Lingenhel implores you to appreciate every single ingredient – resistance was futile
Music folklore tells us that jazz is all about the notes you don’t play – you have to appreciate the spaces in between. Lingenhel, a new deli-cum-restaurant in the 3rd district, feels like the culinary embodiment of this old adage. Its menu is simple and short, allowing it to excel in the spaces that others simply neglect.
During the downtime between courses, the chefs casually drop an amuse-bouche of caviar on roasted potatoes with smoky sour cream. In between the leaves, radishes and beets (pickled and caramelized) of their Lingenhel Salad, they entertain by squirrelling away parmesan crackers. Given half a chance, the staff will break down that other awkward space – between customer and server – with cheeky quips and smiles.
Let the flavors flow
Owner Johannes Lingenhel (pictured) confirms this is all part of the plan. And he still has more spaces to fill. He wants to “close the circle” between diners and their food’s origins. That’s why he runs the deli next to the restaurant, changes the menu every few weeks to accommodate seasonal ingredients and maintains an on-site dairy, which produces cheeses from brie to ricotta. He even keeps his own buffalo (Yes, really).

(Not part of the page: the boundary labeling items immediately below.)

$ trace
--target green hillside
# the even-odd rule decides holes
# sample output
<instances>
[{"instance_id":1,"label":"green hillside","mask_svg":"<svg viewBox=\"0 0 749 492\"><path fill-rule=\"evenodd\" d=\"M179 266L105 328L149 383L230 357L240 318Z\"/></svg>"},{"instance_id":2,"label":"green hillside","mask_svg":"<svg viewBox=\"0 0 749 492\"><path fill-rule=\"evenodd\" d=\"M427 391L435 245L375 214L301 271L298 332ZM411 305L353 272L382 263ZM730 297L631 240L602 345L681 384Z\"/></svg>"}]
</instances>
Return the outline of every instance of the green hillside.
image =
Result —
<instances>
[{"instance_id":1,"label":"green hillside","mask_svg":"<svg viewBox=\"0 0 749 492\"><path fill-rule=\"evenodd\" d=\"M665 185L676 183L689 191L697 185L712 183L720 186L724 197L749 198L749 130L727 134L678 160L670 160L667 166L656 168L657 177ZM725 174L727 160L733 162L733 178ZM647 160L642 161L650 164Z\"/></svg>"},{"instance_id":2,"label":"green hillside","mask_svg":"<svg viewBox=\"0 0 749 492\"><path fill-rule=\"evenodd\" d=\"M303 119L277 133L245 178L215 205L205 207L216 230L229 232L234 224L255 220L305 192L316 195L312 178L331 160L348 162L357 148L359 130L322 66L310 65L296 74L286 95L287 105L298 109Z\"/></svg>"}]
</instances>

The restaurant itself was hewn from a video store that had fallen into disrepair, in a forgettable strip of Landstraßer Hauptstraße near Rochusmarkt. After a painstaking two-year renovation, completed in June, it is pleasantly unrecognizable.
Dangling legs of jamón ibérico lure you into the brightly-lit deli – an intoxicating place replete with cheese wheels and racks of wine. Further back lies the section for serious eaters, a cozy minimalist haven of black wooden furniture, deep grey upholstery and low-hanging vintage lightbulbs.
While reveling in the minutiae and architecture, it’s almost possible to overlook the main course. That would be a mistake. There were just three mains on the menu – two meat, one fish. I went for the cod with celery puree (€24), which at first appeared to be under-seasoned. Until, that is, piquant smoked caviar propelled the dish into an altogether different league.
The sound of silence
My partner had the charcoal-roasted chicken breast (€19), served with outrageously pretty mini-potatoes hollowed out to make room for aioli dollops. Her verdict: “If you liked chicken, you’d be on your knees for this.”
In an attempt to keep our two-year-old daughter out of trouble, we’d planted ourselves at a small white wooden table in the deli. But in a flash, she’d scampered into the restaurant, clambering over a 1950s style settee and clumsily blowing at candles, letting out occasional squeals.
Fortunately for us, it was still early and the restaurant was largely empty. The unflappable staff, uniformly kitted out in black shirts and jeans, were happy to give her free rein, laughing at her antics. A group of smart forty-somethings dodged the unruly toddler and filtered into the back area. A younger crowd set themselves in the deli.
As the early murmurs of a busy Saturday night began to grow, we reluctantly packed up the toddler to head home. On our way out, the quiet background music transitioned from 1980s power pop – think Huey Lewis and the News – to more languid electronic beats.
A good choice – but at the end of the day, jazz still has too many notes for this relaxed, elegant space.